3. **Benchmark gate (periodic, paid):**
- Cold run on 1841-file fixture: assert under 8 min.
- Incremental run (no changes): assert under 60 sec.
- Test fixture: copy of `~/.gstack/projects/` snapshot for repeatable timing.
## Rollback strategy
- New `--legacy-ingest` flag on `gstack-memory-ingest` keeps the old
per-file path callable for one release cycle.
- If batch path regresses on a real corpus, set
`gstack-config set memory_ingest_path legacy` to revert without redeploy.
- Remove flag + legacy path one minor version after confirming batch is stable.
## Risks & open questions for plan-eng-review
1. **gbrain import idempotency on overlapping slugs.** If a previous run
wrote slug X to PGLite with old content, does `gbrain import` of
updated-X overwrite or duplicate? Need to test before relying on it.
2. **Frontmatter injection inside `gbrain import` parser.** Current code
knows how to inject title/type/tags into existing frontmatter blocks
(line 794-821). Does `gbrain import` honor those fields the same way
`gbrain put` does? Verify in unit test.
3. **Staging dir disk pressure.** 1841 files × avg ~50KB = ~92MB of
staging .md content. Acceptable on dev machines but worth knowing.
Alternative: stream prepared content to a tar piped to import (if gbrain
supports it) — likely not, ignore for V1.
4. **Cross-worktree concurrency.** `~/.gstack/.staging-ingest-${pid}-${ts}/`
is pid-namespaced so two concurrent /sync-gbrain runs don't collide.
But the orchestrator already holds a lock at `~/.gstack/.sync-gbrain.lock`
so this is belt-and-suspenders. Keep it.
5. **The "memory ingest exited null" message.** After this change, the
orchestrator might still see status=null on real OOM kills or SIGKILL.

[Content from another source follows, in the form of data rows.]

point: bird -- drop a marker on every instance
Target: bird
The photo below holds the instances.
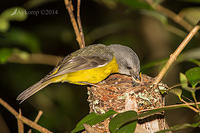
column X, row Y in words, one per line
column 90, row 65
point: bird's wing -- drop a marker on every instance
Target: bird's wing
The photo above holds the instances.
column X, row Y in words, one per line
column 78, row 63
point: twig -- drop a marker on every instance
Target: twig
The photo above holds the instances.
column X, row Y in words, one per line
column 20, row 123
column 24, row 119
column 189, row 106
column 69, row 6
column 79, row 23
column 36, row 119
column 169, row 106
column 89, row 129
column 176, row 18
column 176, row 53
column 36, row 59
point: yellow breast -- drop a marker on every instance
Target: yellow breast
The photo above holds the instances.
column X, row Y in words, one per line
column 93, row 75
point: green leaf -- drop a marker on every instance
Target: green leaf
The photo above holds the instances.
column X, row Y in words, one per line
column 120, row 119
column 5, row 53
column 4, row 25
column 191, row 14
column 128, row 128
column 193, row 76
column 183, row 80
column 14, row 13
column 177, row 92
column 195, row 62
column 179, row 127
column 92, row 119
column 135, row 4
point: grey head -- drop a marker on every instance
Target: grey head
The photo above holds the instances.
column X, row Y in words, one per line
column 127, row 60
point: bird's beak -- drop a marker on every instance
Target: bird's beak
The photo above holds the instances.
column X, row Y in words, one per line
column 136, row 77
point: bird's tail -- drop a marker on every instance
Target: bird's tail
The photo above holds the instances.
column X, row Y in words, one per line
column 33, row 89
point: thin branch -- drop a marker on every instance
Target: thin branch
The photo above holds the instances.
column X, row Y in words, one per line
column 36, row 59
column 89, row 129
column 69, row 7
column 36, row 119
column 20, row 123
column 170, row 106
column 176, row 53
column 189, row 106
column 79, row 23
column 176, row 18
column 23, row 119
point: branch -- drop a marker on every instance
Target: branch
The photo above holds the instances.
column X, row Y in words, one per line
column 69, row 6
column 79, row 23
column 23, row 119
column 20, row 123
column 176, row 18
column 36, row 119
column 176, row 53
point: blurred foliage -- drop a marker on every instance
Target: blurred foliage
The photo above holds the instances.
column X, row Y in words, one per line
column 43, row 26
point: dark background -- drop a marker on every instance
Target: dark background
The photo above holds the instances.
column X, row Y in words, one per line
column 104, row 22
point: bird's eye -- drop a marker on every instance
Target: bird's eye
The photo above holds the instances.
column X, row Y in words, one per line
column 128, row 67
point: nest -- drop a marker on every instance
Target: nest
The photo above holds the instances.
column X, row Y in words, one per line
column 119, row 93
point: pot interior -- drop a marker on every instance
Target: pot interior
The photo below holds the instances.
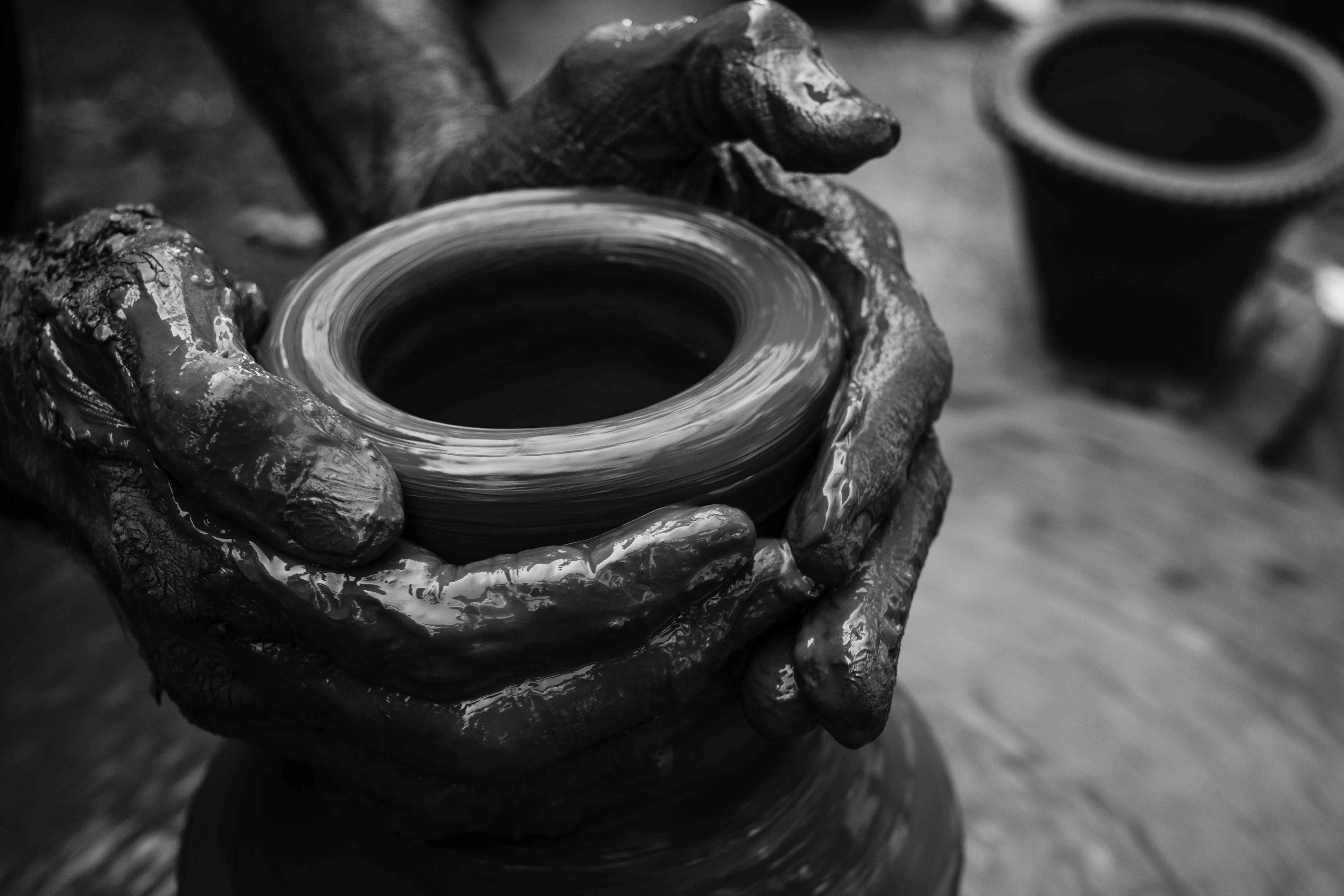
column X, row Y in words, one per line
column 546, row 343
column 1178, row 93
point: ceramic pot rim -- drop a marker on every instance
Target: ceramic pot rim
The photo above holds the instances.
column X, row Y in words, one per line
column 734, row 437
column 1010, row 108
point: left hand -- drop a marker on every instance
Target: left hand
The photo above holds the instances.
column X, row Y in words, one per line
column 667, row 109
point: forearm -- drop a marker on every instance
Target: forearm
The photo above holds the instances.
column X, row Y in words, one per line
column 365, row 96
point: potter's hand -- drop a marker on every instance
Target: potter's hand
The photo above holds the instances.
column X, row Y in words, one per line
column 651, row 108
column 220, row 500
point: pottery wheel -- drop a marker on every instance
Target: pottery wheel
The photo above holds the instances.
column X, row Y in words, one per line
column 1127, row 640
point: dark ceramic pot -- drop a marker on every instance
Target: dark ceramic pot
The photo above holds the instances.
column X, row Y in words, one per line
column 544, row 366
column 737, row 816
column 1159, row 150
column 541, row 367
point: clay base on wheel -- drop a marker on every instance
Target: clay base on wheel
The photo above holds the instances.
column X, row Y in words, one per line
column 819, row 819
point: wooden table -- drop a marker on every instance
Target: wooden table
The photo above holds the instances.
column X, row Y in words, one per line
column 1130, row 641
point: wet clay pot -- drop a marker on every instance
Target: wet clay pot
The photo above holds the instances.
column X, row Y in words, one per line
column 544, row 366
column 1159, row 150
column 540, row 367
column 737, row 817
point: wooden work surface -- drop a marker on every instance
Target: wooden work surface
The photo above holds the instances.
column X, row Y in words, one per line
column 1130, row 641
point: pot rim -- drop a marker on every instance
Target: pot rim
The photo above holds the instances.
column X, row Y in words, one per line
column 1010, row 108
column 721, row 440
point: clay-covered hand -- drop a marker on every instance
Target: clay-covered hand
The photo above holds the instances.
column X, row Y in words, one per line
column 251, row 538
column 726, row 111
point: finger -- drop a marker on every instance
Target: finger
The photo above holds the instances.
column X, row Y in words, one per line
column 847, row 648
column 159, row 335
column 776, row 90
column 901, row 369
column 529, row 726
column 771, row 698
column 631, row 105
column 450, row 632
column 751, row 72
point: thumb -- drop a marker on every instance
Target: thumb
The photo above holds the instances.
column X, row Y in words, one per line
column 165, row 320
column 779, row 92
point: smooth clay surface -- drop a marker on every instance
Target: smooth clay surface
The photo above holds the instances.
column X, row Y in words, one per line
column 411, row 312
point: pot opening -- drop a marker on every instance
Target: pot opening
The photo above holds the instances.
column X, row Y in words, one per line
column 546, row 345
column 1178, row 93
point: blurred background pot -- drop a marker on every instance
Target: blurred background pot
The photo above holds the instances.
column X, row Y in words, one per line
column 544, row 366
column 1159, row 150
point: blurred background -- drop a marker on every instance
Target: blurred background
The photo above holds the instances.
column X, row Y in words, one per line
column 1131, row 635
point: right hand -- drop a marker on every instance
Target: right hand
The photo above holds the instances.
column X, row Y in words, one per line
column 221, row 503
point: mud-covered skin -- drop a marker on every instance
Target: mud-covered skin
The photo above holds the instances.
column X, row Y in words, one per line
column 140, row 347
column 636, row 105
column 478, row 683
column 385, row 111
column 651, row 107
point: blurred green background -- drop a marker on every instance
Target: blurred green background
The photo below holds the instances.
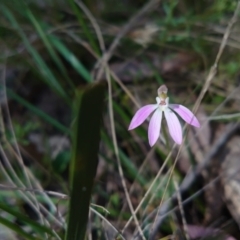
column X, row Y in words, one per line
column 51, row 49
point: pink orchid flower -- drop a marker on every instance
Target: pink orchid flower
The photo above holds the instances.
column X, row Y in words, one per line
column 173, row 123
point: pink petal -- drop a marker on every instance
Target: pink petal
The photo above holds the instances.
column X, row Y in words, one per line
column 185, row 114
column 154, row 127
column 141, row 115
column 174, row 126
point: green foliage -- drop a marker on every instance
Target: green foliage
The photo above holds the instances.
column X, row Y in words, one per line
column 86, row 138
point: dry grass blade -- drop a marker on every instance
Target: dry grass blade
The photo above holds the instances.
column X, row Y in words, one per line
column 131, row 24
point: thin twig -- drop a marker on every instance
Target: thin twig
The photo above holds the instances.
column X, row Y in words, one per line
column 181, row 210
column 191, row 177
column 117, row 154
column 213, row 70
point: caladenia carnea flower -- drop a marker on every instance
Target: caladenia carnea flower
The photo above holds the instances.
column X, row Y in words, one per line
column 169, row 110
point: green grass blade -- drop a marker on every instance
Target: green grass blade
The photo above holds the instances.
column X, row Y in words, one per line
column 14, row 227
column 38, row 112
column 84, row 163
column 85, row 28
column 35, row 225
column 47, row 74
column 71, row 58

Should the verdict block be more honest? E.g.,
`ERR memory: killed by signal SIGTERM at 35:00 (timeout)`.
6. **Should we deprecate `gbrain put` for memory entirely?** The legacy
path exists for V1.5's `put_file` migration plan. With batch import
working, do we still need single-page put as a fallback for ad-hoc
ingestion? Probably yes (for `~/.gstack/.transcript-ingest-state.json`
updates triggered outside the orchestrator), but worth confirming.
## What this isn't
- Not a gbrain CLI change. All work is in gstack.

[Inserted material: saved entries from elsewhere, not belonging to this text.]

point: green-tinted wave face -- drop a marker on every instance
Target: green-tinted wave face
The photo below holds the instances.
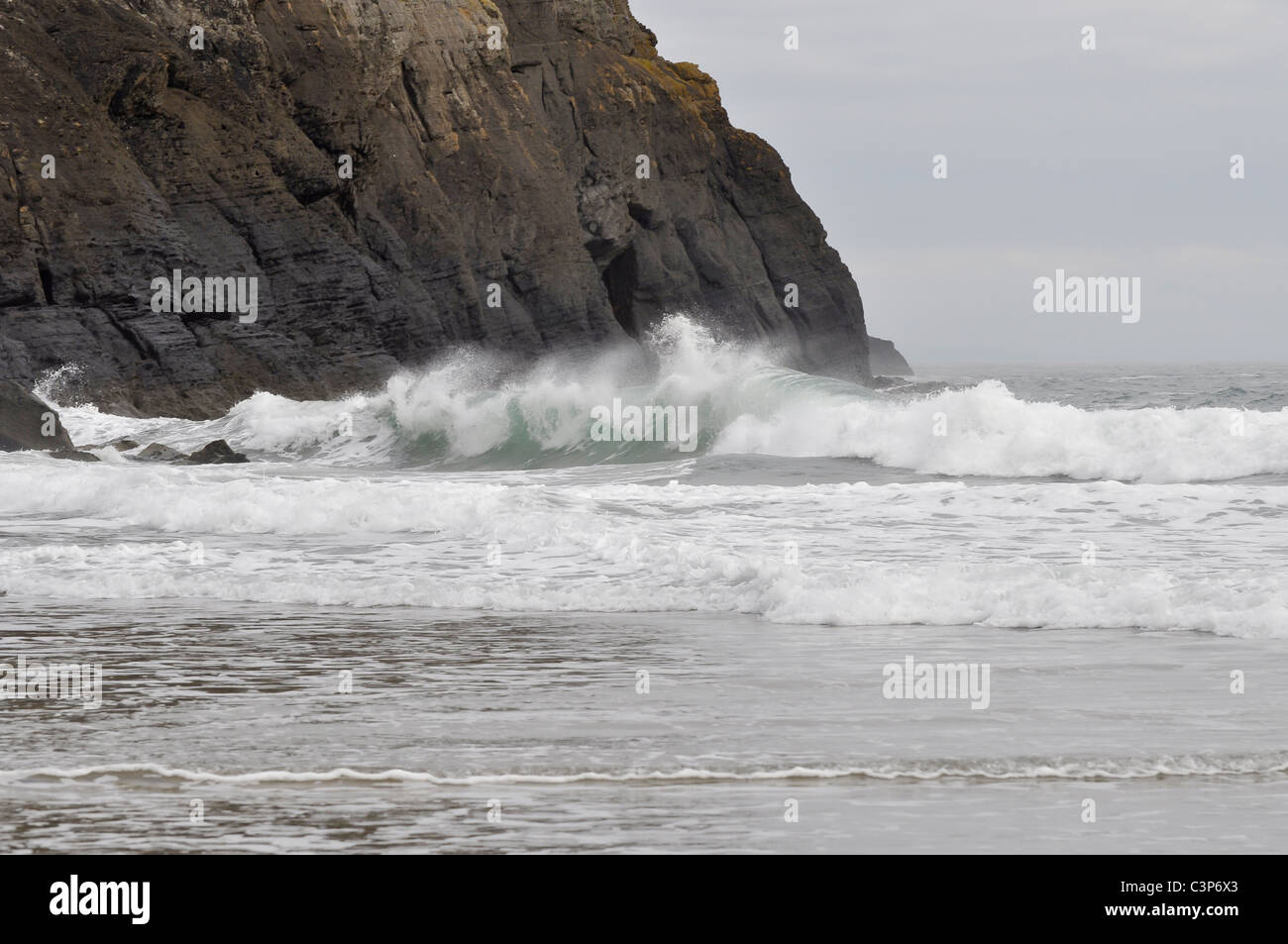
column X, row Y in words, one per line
column 592, row 412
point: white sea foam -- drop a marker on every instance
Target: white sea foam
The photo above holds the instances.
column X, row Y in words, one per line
column 467, row 412
column 1198, row 558
column 988, row 769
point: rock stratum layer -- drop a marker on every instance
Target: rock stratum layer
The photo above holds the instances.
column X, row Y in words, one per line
column 496, row 156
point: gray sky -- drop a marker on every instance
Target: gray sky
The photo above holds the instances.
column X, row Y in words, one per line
column 1107, row 162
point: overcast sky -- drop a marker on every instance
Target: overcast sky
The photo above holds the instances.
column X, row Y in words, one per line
column 1107, row 162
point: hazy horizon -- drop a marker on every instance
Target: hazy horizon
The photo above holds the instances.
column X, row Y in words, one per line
column 1107, row 162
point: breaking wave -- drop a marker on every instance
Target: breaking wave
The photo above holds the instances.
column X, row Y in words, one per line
column 468, row 412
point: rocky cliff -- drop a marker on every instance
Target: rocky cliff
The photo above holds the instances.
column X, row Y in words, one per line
column 395, row 175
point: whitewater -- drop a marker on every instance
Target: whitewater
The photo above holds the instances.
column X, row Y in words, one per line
column 1111, row 539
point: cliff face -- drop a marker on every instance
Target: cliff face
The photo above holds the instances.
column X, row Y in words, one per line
column 496, row 157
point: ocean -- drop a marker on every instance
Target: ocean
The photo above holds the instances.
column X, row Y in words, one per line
column 442, row 616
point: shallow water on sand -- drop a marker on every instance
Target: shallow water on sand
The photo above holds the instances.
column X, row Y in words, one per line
column 539, row 717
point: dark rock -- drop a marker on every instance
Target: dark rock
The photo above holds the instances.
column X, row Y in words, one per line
column 27, row 423
column 472, row 166
column 883, row 359
column 159, row 452
column 214, row 454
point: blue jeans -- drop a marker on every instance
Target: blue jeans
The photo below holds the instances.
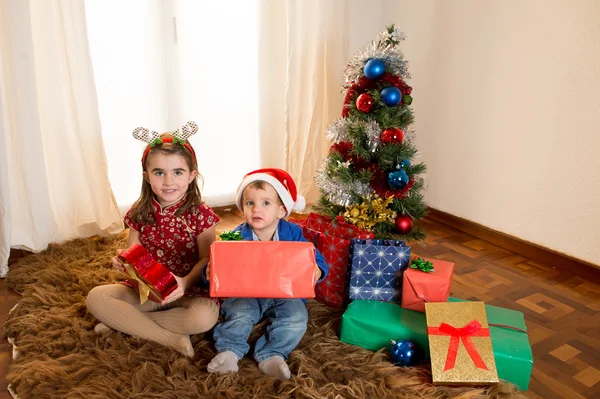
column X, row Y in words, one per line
column 287, row 324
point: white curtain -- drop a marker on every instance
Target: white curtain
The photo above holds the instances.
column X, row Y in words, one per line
column 161, row 63
column 304, row 50
column 262, row 78
column 53, row 172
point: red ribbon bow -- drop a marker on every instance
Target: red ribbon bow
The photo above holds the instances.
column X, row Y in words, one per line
column 464, row 334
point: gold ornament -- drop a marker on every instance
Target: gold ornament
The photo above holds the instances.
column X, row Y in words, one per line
column 370, row 212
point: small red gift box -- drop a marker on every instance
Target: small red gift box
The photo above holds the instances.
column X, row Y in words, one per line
column 332, row 239
column 419, row 287
column 148, row 277
column 257, row 269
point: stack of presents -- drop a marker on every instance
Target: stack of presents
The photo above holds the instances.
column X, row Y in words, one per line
column 389, row 296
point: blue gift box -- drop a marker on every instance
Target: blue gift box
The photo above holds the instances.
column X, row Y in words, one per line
column 376, row 268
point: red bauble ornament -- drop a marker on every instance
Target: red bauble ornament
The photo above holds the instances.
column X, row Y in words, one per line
column 392, row 135
column 364, row 103
column 403, row 224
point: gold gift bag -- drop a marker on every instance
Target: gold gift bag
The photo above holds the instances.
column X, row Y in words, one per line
column 460, row 344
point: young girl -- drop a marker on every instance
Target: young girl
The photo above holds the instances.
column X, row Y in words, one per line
column 171, row 222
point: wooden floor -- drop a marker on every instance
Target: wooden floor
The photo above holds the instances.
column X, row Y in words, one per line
column 562, row 310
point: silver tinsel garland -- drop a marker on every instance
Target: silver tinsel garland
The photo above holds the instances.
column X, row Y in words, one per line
column 338, row 131
column 337, row 192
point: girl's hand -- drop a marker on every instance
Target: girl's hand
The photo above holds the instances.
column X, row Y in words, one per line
column 179, row 291
column 116, row 262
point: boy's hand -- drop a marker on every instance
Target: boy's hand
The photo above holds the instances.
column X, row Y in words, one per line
column 116, row 262
column 318, row 273
column 179, row 291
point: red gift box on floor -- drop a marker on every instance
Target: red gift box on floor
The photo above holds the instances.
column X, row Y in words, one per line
column 148, row 277
column 332, row 239
column 419, row 287
column 262, row 269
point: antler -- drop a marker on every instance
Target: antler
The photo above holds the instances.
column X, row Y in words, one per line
column 143, row 134
column 186, row 131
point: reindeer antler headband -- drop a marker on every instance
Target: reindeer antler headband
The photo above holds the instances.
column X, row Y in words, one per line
column 153, row 139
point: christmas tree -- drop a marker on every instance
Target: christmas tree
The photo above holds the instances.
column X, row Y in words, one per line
column 368, row 177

- Not a CLAUDE.md voice/UX change.
- Not a new user-facing feature. CHANGELOG entry will read: "Memory ingest
is ~10× faster on cold runs and survives interruption."
## Acceptance criteria
- Cold `/sync-gbrain` on 1841 files completes in under 8 minutes.

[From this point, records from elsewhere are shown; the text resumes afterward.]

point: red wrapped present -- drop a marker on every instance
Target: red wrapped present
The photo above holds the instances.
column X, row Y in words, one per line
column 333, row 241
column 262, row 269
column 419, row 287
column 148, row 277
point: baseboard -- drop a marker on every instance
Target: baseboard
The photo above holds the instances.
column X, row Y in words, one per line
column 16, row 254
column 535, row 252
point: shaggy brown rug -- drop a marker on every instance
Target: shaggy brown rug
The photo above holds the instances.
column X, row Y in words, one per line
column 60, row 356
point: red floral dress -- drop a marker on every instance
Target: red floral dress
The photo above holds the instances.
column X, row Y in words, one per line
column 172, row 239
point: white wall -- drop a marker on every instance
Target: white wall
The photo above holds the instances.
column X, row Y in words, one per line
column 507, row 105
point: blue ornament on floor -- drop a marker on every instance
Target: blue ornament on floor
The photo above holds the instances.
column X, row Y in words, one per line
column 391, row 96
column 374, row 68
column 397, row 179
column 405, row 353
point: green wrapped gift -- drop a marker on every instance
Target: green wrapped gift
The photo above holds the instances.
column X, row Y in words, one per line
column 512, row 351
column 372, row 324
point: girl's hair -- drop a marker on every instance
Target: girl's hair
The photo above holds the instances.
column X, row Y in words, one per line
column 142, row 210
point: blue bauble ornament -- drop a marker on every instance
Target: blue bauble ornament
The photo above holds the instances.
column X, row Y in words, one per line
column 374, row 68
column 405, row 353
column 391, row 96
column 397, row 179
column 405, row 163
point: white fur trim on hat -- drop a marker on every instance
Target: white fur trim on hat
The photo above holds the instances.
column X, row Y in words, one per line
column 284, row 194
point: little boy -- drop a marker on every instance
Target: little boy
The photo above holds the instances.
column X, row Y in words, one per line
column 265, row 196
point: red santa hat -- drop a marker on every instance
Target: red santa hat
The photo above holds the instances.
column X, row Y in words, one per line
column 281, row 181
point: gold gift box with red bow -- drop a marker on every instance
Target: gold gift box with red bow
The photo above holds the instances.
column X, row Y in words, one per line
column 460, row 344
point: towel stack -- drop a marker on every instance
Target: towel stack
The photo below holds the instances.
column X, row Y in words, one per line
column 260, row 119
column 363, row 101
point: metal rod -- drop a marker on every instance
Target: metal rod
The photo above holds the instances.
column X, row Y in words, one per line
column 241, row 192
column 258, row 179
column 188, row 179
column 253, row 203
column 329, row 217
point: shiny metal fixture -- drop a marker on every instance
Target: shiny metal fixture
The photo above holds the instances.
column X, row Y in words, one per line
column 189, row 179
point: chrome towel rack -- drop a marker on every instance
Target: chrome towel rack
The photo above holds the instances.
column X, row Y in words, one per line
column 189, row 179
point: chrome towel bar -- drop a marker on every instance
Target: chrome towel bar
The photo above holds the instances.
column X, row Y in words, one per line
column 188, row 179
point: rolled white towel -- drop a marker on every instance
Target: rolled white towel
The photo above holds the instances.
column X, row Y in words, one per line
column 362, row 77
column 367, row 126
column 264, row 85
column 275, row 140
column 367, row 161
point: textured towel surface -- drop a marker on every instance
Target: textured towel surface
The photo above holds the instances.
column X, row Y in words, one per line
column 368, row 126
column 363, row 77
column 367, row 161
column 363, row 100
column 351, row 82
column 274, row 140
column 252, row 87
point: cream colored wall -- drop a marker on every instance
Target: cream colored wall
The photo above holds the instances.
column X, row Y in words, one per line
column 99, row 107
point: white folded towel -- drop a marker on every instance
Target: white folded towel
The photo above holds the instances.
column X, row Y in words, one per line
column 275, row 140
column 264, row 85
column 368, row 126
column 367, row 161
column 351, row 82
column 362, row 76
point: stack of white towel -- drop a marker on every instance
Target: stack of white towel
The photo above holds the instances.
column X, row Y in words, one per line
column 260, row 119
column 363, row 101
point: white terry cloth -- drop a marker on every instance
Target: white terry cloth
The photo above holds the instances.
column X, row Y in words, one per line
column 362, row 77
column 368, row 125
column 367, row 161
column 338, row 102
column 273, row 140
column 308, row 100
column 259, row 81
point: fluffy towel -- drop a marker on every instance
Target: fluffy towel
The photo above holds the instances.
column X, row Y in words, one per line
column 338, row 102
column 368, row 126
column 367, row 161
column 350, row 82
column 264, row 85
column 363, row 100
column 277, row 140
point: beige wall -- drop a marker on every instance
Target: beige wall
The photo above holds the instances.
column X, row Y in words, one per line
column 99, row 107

- Incremental `/sync-gbrain` (no file changes) completes in under 60 seconds.
- SIGTERM mid-run flushes state; next run resumes without redoing
successfully-imported files.
- FILE_TOO_LARGE failures don't block sync.last_commit advancement.
- All existing test fixtures (transcripts, learnings, design-docs, ceo-plans)
ingest correctly with full frontmatter.
- No regression on partial-transcript or unattributed-transcript handling.